The bill also terminates funding for the James Webb Space Telescope, which is billions of dollars over budget and plagued by poor management," an Appropriations Committee press release says flatly.
While management problems are a little more subjective, the telescope is indeed massively over budget, as we've told you before. In November, a congressional panel described the telescope as "NASA's Hurricane Katrina," because of its destructive toll on other agency projects. That review found the telescope's price tag had mushroomed to $6.5 billion and that it would not be ready until at least 2015. Then, just last week, the watchdog site NASA Watch obtained a memo from Goddard Space Flight Center describing that it may not launch until after 2018 -- even that is "unfeasible," the report said.
Why the massive cost overruns?
"The funds invested to date have not been wasted." The JWST has enabled several engineering feats, from brand-new metal compounds to a huge space umbrella that will shield it from the sun.
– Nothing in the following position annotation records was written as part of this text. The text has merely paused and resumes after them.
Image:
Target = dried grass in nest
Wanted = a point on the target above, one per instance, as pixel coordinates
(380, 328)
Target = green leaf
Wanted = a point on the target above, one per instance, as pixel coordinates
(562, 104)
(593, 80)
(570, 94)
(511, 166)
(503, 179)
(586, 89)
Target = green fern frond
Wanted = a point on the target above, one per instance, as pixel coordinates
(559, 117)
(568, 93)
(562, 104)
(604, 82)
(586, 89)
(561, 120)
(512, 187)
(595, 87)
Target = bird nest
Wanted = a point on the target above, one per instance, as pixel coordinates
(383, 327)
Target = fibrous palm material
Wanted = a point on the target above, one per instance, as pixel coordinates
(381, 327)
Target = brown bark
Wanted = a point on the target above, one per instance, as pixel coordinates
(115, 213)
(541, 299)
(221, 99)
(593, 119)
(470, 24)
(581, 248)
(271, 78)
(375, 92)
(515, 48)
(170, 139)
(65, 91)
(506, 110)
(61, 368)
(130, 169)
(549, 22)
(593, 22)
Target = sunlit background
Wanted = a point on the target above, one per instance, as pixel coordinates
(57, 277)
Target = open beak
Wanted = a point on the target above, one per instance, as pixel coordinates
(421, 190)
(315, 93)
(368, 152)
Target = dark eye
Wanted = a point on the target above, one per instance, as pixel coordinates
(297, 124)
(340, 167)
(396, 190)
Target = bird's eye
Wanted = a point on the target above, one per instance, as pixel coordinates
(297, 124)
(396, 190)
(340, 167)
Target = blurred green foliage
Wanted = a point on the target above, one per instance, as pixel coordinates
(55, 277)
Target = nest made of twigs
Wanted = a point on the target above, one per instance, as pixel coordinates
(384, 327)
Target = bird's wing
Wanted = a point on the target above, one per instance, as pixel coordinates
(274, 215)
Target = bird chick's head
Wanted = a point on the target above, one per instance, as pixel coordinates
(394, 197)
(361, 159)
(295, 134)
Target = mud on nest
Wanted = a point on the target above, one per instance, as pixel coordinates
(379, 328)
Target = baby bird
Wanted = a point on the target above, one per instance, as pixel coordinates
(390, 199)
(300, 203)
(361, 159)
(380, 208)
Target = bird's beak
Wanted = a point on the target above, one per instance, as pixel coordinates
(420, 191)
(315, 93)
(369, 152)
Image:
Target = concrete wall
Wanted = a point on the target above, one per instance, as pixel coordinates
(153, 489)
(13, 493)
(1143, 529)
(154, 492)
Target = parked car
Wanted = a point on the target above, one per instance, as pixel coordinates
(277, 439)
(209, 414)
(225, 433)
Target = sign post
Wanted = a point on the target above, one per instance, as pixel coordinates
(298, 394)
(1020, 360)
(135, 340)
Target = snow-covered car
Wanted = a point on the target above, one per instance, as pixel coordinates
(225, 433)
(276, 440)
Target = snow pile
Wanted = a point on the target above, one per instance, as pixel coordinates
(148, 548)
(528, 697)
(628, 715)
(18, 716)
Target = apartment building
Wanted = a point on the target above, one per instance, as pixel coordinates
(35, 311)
The umbrella will unfurl in space along with an enormous 18-piece primary mirror made of material that is supposed to warp in frigid temperatures. Astronomers say the JWST will provide unprecedented imagery of the deepest corners of the cosmos.
The telescope will be placed in a very large orbit around the sun - far enough away from earth that reflected light will be at a minimum. It is revolutionary in almost every way and the engineering problems in constructing it have set the program back several years.
A good argument can be made we have other things to spend the money on - or simply not spend in the first place. But as with most projects of this sort, the payoff comes in spin off technologies - impossible to foresee but a certainty given the history of the space program. Those industries mean jobs, new products, and critical investments in new technologies that keep America's competitive edge.
Can we afford to forgo those benefits for the temporary savings of a few billion dollars? I wonder.